Взрослый Петя стал хитрее и пытался выудить из матери об отце уже не вопросами в лоб, а окольными путями. Но Любовь Ивановна была умной женщиной. И на сыновьи уловки говорила, смеясь откровенно:
— Ты думаешь, что стал умнее меня? Ошибаешься, мальчишка! Я всех как через стекло вижу. Тебя — тем более! Иди к чертям! Не доводи меня! Иначе схлопочешь по уху! Я не посмотрю, что вырос! Достаточно того, что ты всю жизнь перед глазами. Его портрет — мое наказанье и горе! Но ты — мой сын! Жаль, что не в меня пошел. Больше ни о чем не жалею…
Лишь потом, с годами, проговаривалась не однажды, что отец Петьки был много старше ее, тщедушен и худ. Низкорослого и желтолицего, лысого и подслеповатого, она никогда его не любила. Вышла, потому что жила в нужде. А он был богат.
— Только с ним я и увидела жизнь. Перестала мучиться от нужды и голода. Получила наряды и украшения. Даже домработницу. Раньше никто на меня внимания не обращал. А тут поклонников больше, чем мух на помойке. Все вздыхают, в любви объясняются. Молодые, красивые, галантные, с прекрасными манерами, изящным обхождением. Они вскружили голову. Я не устояла… А мой муж узнал. И в тот же день выставил меня за дверь. Когда я пыталась убедить, что ношу его ребенка, он даже слушать не стал. Обозвал дешевкой, потаскухой. И никогда не интересовался дальнейшей моей жизнью, — вздыхала Любовь Ивановна.
— Он даже алименты не платил? — обиделся Петька.

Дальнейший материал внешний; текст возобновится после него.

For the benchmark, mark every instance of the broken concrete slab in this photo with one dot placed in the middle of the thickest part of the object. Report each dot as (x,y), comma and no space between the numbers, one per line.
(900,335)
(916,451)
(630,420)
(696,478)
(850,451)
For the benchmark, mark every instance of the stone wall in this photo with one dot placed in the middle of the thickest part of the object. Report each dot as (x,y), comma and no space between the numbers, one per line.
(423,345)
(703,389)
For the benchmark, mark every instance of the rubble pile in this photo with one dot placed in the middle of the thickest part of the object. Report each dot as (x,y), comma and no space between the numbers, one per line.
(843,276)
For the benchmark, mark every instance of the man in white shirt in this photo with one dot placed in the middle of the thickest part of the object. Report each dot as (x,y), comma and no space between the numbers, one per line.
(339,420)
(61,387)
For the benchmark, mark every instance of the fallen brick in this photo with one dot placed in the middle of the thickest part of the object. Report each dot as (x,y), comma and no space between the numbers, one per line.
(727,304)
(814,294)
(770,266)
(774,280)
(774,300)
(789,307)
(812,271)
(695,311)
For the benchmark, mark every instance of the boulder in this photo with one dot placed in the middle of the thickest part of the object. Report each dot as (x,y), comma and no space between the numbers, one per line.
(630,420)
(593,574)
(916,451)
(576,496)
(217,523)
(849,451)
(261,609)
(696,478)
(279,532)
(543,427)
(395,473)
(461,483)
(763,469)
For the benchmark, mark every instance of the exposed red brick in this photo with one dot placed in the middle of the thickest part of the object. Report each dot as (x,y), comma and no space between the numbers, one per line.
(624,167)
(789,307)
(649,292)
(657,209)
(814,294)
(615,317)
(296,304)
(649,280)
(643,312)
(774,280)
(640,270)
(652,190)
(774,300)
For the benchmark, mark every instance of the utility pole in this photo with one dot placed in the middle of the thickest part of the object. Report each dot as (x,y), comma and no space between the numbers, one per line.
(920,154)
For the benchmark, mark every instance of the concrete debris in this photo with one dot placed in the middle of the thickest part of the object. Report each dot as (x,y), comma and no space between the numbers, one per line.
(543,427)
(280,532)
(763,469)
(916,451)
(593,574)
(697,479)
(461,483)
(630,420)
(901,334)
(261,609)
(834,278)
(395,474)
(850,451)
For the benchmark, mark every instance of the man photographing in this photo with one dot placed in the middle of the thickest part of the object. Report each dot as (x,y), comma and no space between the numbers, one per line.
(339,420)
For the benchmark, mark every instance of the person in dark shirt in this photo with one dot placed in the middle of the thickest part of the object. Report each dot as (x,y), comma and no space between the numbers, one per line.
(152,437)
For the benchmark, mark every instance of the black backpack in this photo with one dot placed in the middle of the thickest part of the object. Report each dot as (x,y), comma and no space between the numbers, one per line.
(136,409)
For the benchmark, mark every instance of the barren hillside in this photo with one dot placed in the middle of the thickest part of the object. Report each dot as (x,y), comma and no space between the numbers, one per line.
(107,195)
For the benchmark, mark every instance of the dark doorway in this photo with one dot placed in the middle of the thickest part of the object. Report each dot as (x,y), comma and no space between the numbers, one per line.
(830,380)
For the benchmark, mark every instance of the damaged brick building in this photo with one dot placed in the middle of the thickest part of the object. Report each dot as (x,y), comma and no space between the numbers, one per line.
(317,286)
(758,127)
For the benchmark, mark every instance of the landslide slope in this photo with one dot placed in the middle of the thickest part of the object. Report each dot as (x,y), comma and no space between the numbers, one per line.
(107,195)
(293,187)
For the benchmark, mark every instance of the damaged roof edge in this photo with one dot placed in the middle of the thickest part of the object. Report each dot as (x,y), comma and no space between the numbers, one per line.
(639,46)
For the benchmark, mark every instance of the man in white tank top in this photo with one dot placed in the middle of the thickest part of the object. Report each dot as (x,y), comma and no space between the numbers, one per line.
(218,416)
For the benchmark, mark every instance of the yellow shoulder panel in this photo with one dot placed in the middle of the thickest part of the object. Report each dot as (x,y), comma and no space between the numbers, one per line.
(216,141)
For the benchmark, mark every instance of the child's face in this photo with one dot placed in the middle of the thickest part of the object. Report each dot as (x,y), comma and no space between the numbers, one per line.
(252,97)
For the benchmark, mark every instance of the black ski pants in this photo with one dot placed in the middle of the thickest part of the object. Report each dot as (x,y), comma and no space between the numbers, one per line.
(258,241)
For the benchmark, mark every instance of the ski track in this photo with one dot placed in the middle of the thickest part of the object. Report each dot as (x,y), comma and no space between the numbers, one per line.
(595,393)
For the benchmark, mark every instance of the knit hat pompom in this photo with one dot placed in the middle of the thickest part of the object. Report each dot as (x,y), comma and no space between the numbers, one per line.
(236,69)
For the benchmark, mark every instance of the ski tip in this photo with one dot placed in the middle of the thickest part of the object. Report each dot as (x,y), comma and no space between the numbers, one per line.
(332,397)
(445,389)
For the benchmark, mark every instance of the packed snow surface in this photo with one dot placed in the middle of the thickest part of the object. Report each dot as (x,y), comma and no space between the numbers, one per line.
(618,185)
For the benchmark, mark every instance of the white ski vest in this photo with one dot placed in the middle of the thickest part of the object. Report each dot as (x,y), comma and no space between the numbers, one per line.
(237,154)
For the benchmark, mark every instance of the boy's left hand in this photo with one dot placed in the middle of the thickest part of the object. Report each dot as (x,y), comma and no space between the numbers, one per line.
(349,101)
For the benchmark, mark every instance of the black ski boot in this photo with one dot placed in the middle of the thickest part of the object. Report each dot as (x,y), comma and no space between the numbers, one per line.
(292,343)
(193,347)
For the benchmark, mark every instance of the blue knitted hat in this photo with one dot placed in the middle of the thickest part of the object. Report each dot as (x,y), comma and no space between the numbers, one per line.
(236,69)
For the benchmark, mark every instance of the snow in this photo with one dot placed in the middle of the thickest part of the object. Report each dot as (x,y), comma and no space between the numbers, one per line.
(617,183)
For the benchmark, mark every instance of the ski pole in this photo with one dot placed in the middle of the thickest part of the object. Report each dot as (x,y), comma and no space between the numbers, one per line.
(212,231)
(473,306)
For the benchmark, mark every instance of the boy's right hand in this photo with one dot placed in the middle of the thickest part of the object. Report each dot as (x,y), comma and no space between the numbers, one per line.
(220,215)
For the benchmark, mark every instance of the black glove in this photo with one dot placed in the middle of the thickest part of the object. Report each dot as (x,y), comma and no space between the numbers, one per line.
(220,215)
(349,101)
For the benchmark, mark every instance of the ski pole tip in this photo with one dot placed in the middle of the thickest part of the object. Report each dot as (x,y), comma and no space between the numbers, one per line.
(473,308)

— Какие алименты? Мы не были расписаны. А потом он отдал нам вот эту квартиру, в какой жил еще в молодости. Обставил ее и сказал мне: живи своим умом. Ко мне не появляйся никогда. У тебя есть все на первый случай. Я была в трансе. Иметь все и лишиться разом — шикарного дома, изящной обстановки, роскоши, в какой утопала, нарядов! Я хотела наложить на себя руки. Но вовремя посмотрела на себя в зеркало. И решила: пусть он задавится. А мне рано уходить на тот свет. Позвонила поклонникам. Те поспешили навестить. Вскоре я утешилась. У меня снова появились наряды, украшения, деньги. Я была умна и не связывалась с молодыми шалопаями. У них — прыти много, денег мало. Другое дело солидные любовники в зрелом возрасте. Они платили сторицей за мою благосклонность, выполняли капризы. А их тогда у меня было много. То норковую шубку захочется, то песцовую шапку, платье из креп–сатина, французское белье — все имела. И ты ни в чем не знал отказа. Я частенько меняла своих кавалеров. Чтоб ни к кому не привыкать. Так было лучше. На работу я ходила для близира. Она была ширмой, но прожить на свою зарплату я не сумела бы никогда. А тут и ты стал подрастать. Надо заботиться о твоем будущем. Этим тоже занимались мои любовники. Жаль, что способностей у тебя маловато. Большого человека, как ни старалась, из тебя не получилось. Ну да и ладно!
— Неужели ты за все годы ничего не слышала об отце?
— Я им попросту никогда не интересовалась. Меня, как женщину, оскорбило, что он ни разу не поинтересовался тобой. Не навестил в роддоме. Правда, родился ты легко. Без особых мук. И схватки, и роды — за полчаса. Даже опомниться не успела, как ты уже возле меня лежал. Ну, а что касается твоего отца, о нем услышала лет через пятнадцать. Одна приятельница рассказала. Вроде после меня он с бабами завязал наглухо. Даже временных связей не имел. Жил в своем доме замкнуто. Старался обходиться сам во всем. А потом умерла его сестра. Он ее ребенка удочерил. Той не больше пяти лет было. Девчонка все годы с ним жила. Он ее выучил, вырастил. Дал образование. Потом она вышла замуж и ушла от него. Он через год умер. В одиночестве. Совсем глубоким стариком. Свой дом завещал дочери. Своей племяннице. Вот и все, что услышала. Правда это или нет — не знаю. Меня его судьба уже не волновала.